Je voulais aussi te dire que peu importent les raisons pourquoi tu as pleuré tout l’heure, cela ne peut qu’aller mieux. Il faut juste continuer à y croire, et je te parle d’expérience personnelle. Ne perds pas espoir, ça s’arrangera. Je l’espère de tout mon cœur.
Bonne soirée,
M. Stevan »

Je vois ce message en rentrant chez moi, et je reste pendant plusieurs minutes à le contempler. A chaque nouvelle lecture, mon cœur se brise un peu plus. Pourquoi s’acharne-t-il ? Je ne veux plus le voir. Enfin, si, mais je ne dois plus… Je sais que Facebook me trahit en mettant le « Vu : 19h37 », mais je suis incapable de lui répondre. Et c’est mieux comme ça.
Au même moment, mon portable vibre. Décidément, tout le monde a décidé de me parler ce soir. Comme si j’avais la tête à ça… J’ouvre le sms. C’est Alex.

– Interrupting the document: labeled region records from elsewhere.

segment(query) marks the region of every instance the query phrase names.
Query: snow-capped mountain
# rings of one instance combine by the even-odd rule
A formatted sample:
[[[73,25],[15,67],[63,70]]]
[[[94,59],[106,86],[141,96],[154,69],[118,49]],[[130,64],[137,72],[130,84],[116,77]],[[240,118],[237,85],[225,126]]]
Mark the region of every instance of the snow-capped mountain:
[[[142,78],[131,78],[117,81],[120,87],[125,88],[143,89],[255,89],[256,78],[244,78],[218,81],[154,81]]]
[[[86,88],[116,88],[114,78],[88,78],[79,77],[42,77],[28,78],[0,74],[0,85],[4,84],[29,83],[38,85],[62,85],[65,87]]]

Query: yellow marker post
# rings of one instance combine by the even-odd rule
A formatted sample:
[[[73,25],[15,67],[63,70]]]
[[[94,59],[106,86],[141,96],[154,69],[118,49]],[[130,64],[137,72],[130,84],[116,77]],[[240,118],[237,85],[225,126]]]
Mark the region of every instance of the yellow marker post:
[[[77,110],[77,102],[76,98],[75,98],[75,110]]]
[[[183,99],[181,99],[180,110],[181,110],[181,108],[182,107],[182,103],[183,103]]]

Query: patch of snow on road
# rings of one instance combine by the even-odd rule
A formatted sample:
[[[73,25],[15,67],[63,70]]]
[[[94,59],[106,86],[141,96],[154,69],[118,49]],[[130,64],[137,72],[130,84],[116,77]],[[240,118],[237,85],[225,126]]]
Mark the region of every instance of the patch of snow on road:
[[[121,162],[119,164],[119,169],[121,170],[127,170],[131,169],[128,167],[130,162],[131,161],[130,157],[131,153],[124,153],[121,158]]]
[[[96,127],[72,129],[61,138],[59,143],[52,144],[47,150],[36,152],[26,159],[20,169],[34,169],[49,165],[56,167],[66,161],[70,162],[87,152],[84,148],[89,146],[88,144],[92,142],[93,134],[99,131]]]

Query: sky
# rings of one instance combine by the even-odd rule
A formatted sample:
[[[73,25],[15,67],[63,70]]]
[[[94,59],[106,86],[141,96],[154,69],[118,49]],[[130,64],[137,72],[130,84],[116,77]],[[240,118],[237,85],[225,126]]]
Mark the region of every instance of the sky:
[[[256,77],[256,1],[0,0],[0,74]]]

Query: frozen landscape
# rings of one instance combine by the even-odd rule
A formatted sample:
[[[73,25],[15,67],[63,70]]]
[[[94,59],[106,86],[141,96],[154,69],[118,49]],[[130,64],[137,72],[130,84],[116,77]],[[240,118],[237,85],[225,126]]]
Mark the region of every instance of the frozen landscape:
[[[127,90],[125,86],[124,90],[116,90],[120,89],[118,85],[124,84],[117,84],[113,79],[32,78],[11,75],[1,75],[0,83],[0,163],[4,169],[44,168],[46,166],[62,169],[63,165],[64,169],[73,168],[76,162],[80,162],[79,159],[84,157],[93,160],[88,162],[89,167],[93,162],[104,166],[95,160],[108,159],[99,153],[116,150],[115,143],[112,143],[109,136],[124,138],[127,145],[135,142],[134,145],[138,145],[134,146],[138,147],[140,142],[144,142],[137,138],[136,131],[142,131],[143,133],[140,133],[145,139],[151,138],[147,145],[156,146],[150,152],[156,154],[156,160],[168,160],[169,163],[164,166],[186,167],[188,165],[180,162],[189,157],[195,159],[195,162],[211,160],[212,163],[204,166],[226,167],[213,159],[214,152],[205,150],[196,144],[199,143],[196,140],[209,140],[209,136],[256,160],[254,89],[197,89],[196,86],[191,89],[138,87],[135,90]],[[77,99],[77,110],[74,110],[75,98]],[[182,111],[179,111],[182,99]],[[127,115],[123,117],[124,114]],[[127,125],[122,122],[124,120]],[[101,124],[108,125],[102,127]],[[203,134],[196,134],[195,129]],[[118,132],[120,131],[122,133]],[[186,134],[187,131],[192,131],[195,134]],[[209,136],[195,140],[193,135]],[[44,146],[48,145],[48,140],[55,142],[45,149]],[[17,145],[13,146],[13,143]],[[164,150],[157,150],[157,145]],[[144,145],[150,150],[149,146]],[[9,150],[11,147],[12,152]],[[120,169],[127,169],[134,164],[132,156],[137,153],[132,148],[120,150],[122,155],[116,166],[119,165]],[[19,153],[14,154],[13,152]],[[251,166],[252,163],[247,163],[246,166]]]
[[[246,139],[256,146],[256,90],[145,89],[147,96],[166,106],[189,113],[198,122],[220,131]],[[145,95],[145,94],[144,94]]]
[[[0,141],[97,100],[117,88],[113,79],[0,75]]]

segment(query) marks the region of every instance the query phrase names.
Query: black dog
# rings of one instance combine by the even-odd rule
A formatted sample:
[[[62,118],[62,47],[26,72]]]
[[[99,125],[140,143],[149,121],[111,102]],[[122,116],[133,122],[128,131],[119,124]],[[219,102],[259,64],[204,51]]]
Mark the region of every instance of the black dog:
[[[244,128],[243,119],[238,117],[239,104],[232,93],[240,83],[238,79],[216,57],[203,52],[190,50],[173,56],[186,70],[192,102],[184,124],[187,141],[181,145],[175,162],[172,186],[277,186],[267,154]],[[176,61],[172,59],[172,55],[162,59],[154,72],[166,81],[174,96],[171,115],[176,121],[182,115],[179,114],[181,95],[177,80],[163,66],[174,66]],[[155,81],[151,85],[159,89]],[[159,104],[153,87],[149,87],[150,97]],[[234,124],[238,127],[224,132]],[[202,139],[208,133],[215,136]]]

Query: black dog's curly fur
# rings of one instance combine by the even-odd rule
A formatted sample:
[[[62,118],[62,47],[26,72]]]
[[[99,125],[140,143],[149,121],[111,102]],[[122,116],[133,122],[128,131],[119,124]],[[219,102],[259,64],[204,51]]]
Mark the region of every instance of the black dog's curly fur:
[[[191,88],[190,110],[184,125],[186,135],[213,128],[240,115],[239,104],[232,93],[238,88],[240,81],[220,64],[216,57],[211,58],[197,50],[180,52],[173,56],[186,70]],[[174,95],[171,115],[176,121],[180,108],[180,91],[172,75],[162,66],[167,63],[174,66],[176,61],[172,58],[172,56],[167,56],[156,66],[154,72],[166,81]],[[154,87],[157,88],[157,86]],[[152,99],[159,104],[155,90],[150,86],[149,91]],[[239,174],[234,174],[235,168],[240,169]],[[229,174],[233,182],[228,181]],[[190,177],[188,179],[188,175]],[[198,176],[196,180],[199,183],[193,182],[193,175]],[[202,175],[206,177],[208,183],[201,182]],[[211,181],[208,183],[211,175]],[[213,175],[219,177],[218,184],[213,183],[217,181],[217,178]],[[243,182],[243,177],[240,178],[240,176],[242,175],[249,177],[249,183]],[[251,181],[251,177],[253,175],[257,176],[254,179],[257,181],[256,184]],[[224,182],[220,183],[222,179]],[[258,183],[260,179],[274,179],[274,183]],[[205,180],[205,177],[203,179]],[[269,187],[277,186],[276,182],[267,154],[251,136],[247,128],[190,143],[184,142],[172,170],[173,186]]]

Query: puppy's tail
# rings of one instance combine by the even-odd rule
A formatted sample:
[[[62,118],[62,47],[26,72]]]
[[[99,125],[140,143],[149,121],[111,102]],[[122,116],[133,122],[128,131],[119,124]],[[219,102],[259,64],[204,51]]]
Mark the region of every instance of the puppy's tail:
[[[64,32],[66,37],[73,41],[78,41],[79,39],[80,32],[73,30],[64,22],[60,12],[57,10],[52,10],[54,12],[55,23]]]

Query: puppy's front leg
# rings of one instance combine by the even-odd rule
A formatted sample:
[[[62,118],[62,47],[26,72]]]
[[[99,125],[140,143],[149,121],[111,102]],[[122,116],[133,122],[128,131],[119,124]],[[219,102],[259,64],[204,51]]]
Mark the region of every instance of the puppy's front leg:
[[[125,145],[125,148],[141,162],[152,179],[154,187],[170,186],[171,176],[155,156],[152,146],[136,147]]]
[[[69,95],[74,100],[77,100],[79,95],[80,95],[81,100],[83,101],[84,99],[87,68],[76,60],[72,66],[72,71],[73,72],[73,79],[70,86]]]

« Salut. J’ai vu que tu n’allais pas super bien aujourd’hui, est-ce que ça va mieux ? On n’a pas eu l’occasion de parler depuis que tu as été virée de maths… Je suis désolé d’ailleurs »

Je tapote sur mon portable, hésitant à lui dire ce qui ne va pas. Finalement, après une minute, je finis par lui répondre.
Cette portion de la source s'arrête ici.